Düşünebiliyor  musunuz? İnsanlara  acı  çektirmek,  

daha  çok  acı  çektirmek  için  kırk beş  çeşit  

işkence  icat  etmişler bu dönemde. 


Onlardansadece  birkaç tanesini değerli arkadaşım,  

Taşmedreseli Ülkücülerden Ahmet  Ersolak, 

bakın  nasıl  anlatıyor:

ON İKİ EYLÜL 1980...

Yer: ZİNCİDERE

NETEKİM Kenan'ın, İŞKENCE hanesi...

Ne ararsan var insanlık dışı... 

Dayak, falaka, jop, sopa, demir, 

çarmıha germe, cereyan verme,  

çırılçıplak soyma, buz gibi havada hortumla suya tutma, 

hayaları sıkma vs.  

Ha, bir de oturma ve ayakta durma cezası var. 

Günlerce otur, otur beton zeminde altın oyulur. 

Günlerce ayakta durarak, ayaklar dizlere kadar şişer, 

yara olur.
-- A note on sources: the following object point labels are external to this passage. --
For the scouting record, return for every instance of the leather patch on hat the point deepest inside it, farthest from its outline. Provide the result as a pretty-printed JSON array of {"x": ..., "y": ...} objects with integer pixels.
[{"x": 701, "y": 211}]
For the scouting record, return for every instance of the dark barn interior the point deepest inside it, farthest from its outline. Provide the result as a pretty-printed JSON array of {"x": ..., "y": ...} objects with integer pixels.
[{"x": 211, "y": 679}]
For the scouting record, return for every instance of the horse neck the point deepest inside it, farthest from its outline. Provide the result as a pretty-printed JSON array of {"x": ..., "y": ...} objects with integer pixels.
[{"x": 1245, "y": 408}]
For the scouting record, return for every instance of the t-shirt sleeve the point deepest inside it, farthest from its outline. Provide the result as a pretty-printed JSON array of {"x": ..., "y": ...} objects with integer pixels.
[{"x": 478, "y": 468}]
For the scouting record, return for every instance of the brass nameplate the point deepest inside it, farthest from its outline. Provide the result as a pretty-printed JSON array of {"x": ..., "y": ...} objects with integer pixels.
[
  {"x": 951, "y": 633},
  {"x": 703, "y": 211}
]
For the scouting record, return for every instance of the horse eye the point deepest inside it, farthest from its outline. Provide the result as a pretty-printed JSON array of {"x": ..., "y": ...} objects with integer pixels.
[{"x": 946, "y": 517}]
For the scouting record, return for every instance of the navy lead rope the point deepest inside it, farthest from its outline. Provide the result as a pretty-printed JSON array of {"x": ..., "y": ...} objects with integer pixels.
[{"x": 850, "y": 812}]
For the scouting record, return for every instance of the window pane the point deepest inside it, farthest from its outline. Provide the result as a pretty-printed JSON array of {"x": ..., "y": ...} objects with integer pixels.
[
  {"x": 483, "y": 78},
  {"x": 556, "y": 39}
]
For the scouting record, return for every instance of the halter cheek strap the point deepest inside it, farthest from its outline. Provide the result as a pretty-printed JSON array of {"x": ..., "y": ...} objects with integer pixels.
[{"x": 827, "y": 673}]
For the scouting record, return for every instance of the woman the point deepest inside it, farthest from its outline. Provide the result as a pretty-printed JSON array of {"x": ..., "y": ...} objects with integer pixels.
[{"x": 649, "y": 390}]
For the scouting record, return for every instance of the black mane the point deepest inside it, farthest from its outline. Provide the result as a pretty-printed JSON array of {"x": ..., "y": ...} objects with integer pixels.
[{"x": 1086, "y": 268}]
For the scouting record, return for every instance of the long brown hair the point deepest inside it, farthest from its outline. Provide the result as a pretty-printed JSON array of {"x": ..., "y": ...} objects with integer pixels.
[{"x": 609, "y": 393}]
Bir müddet, sonra da ayak, bedeni taşıyamaz, 

mahkum pat diye yere ağız üstü düşerdi.


Bazılarının elleri kalorifer borularına bağlanır, 

o, yıkılmaz, yığılırdı. 

Bir müddet sonra da sırtına, yaftası yazılırdı:

Uyumayacak, ayakta dalmayacak. 

Su içmeyecek, yemek yemeyecek. 

Tuvalete gitmeyecek vs.

Bir müddet sonra elleri çözük ayaktaki mahkum 

halusasyonlar içerisinde bayılarak yere ağız üstü düşerek 

burnu kanamaya başlar. 

Müdahale etmek kimin haddine, 

ölen ölür, kalan sağlara işkenceye devam...  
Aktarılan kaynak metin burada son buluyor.